The visibility-against-competitors framing is what makes the metric diagnostic rather than descriptive. A flat visibility line during a year when competitors all dropped 25 percent is a topical-authority win; a flat visibility line during a year when competitors all gained 40 percent is a topical-authority loss. The aggregate-traffic chart cannot distinguish these two cases; the competitive visibility index can.

A practical implementation detail: the query universe should be defined once and then largely held constant for the metric to be comparable across time. Adding queries because the site started ranking for them, or removing queries because the site stopped ranking, both contaminate the metric. The discipline is to define the universe based on the topic itself (what queries should a topically authoritative site rank for?) and to update the universe periodically (annually, typically) to reflect topic evolution rather than continuously to reflect the operator site's current rankings.

The Sistrix Visibility Index, the SimilarWeb traffic share metrics, the Ahrefs site-level keyword visibility, and the Semrush domain-level visibility scores are all useful approximations that share the basic shape of the construct. Each has known limitations (different SERP feature handling, different rank-tracking depth, different geographic emphasis), and the right operating posture is to track two or three of them in parallel rather than to treat any one as ground truth.
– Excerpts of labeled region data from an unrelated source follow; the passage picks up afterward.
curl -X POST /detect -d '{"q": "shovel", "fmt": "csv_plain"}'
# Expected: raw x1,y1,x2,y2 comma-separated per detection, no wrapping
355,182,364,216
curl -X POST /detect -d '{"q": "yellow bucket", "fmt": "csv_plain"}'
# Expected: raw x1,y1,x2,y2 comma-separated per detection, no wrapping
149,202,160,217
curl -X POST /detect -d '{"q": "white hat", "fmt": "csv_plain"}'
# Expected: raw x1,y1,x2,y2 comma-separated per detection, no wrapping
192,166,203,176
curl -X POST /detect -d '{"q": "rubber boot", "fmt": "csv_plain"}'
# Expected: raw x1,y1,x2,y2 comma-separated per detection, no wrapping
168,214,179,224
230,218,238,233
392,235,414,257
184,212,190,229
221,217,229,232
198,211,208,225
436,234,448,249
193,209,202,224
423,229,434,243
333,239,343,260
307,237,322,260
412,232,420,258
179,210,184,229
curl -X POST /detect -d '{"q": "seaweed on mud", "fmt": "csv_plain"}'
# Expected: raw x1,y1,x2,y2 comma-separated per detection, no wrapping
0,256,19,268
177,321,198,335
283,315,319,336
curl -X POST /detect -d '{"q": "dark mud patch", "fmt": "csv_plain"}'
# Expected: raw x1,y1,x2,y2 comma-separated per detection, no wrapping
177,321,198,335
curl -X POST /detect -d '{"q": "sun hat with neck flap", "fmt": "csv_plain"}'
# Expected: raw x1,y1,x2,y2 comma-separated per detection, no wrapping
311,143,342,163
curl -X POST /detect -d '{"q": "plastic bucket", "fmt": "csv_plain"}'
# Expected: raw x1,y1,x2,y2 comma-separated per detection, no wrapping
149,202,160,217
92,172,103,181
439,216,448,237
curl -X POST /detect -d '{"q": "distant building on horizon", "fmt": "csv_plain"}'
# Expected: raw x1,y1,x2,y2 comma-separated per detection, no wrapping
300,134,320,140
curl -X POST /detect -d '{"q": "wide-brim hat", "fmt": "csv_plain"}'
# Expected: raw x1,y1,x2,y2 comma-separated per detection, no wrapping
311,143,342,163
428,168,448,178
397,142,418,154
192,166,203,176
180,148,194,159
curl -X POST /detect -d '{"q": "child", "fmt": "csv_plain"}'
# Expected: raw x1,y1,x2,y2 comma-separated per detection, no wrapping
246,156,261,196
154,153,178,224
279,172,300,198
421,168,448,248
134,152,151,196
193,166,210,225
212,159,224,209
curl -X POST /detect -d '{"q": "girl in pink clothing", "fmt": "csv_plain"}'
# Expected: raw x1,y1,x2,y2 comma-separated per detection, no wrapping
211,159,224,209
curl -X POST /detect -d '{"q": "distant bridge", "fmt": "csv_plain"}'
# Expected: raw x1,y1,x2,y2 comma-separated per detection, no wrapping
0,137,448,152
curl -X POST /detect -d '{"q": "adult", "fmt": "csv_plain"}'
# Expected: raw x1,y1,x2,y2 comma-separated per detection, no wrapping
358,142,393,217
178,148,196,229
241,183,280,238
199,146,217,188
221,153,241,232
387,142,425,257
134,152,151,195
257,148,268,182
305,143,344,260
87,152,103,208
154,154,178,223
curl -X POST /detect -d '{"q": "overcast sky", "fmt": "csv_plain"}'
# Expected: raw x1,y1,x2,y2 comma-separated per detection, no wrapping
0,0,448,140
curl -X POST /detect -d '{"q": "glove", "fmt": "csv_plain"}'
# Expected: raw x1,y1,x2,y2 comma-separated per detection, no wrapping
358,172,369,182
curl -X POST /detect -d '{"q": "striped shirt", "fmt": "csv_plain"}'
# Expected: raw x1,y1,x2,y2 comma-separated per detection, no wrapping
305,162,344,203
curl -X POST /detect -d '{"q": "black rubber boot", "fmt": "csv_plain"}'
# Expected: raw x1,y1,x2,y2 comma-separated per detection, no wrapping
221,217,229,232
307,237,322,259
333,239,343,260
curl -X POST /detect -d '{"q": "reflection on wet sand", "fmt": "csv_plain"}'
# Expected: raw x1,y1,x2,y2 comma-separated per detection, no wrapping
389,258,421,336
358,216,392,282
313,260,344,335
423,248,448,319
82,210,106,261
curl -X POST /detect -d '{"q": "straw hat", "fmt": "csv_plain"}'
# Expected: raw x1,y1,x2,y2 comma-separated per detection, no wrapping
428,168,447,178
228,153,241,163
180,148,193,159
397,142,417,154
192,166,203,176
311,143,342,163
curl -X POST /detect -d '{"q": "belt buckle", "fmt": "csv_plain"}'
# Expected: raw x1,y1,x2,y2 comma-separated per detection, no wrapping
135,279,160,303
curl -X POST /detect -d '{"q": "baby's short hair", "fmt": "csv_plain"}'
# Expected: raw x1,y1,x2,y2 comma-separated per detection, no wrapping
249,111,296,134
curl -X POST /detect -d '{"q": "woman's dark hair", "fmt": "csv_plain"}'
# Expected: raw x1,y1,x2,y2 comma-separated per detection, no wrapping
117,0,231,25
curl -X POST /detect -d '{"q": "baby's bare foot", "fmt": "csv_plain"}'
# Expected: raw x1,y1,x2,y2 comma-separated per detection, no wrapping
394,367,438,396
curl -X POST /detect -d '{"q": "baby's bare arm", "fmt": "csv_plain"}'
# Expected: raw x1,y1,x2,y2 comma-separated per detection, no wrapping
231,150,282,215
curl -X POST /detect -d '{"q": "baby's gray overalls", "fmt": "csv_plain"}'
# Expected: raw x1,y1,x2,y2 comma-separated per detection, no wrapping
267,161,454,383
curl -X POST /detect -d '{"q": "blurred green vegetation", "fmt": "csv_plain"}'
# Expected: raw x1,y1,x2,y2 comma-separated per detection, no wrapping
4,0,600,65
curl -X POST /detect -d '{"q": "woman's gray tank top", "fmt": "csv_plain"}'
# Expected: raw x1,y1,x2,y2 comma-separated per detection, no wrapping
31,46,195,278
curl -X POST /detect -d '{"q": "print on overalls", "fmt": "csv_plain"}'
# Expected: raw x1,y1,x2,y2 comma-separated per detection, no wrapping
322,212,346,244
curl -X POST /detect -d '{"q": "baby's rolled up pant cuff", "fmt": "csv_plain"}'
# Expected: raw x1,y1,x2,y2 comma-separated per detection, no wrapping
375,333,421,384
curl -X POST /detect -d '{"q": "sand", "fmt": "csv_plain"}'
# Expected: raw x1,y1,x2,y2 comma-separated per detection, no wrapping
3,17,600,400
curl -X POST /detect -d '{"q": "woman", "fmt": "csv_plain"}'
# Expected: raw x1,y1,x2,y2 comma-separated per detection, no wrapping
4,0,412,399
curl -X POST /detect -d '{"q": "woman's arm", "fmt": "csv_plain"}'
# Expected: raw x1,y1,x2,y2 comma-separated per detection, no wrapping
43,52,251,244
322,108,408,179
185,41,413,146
The directional agreement across the indices is the signal; the per-index level is noisier than it appears.

Key Takeaways

Topical authority is an entity-coverage and semantic-completeness problem, not a URL-count problem. Counting URLs as a proxy for authority is at best uninformative and at worst actively misleading.
The entity population for a topic is built from four inputs in combination: Wikipedia, Google's own entity surface (Knowledge Panel, People Also Ask, related searches), top-ranking competitor content, and the practitioner literature. The intersection produces a working list of 150 to 400 entities classified as head, secondary, or tertiary.
The coverage audit scores each entity on four dimensions (presence, depth, prominence, freshness), and the semantic-completeness audit scores each head-entity page on four sub-dimensions (attributes, questions, relations, examples). Both layers are required.
The audit workflow is iterative: define topic, enumerate entities, score coverage, check semantic completeness, prioritise gaps, ship the production queue. The first pass produces a rough map; subsequent passes refine as the topic evolves.
The recurring failure modes include treating the URL list as the entity list, over-investing in the long tail before head entities are strong, leaving the entity graph unlinked, accumulating cannibalisation clusters, and treating the entity list as a sacred ontology rather than a working document.
The production discipline is to ship 40 to 60 items from the audit over a six to nine month horizon in batches of 8 to 15, with head-entity pillar pages shipped first. Programmes that ship long-tail expansion before head-entity coverage tend to stall.
Measure programme success at the topic level (aggregate visibility against a competitor set on a query universe), not the URL level. Topical authority compounds over 18 to 36 months and is the structural prerequisite for the long-tail rankings that most operators chase first.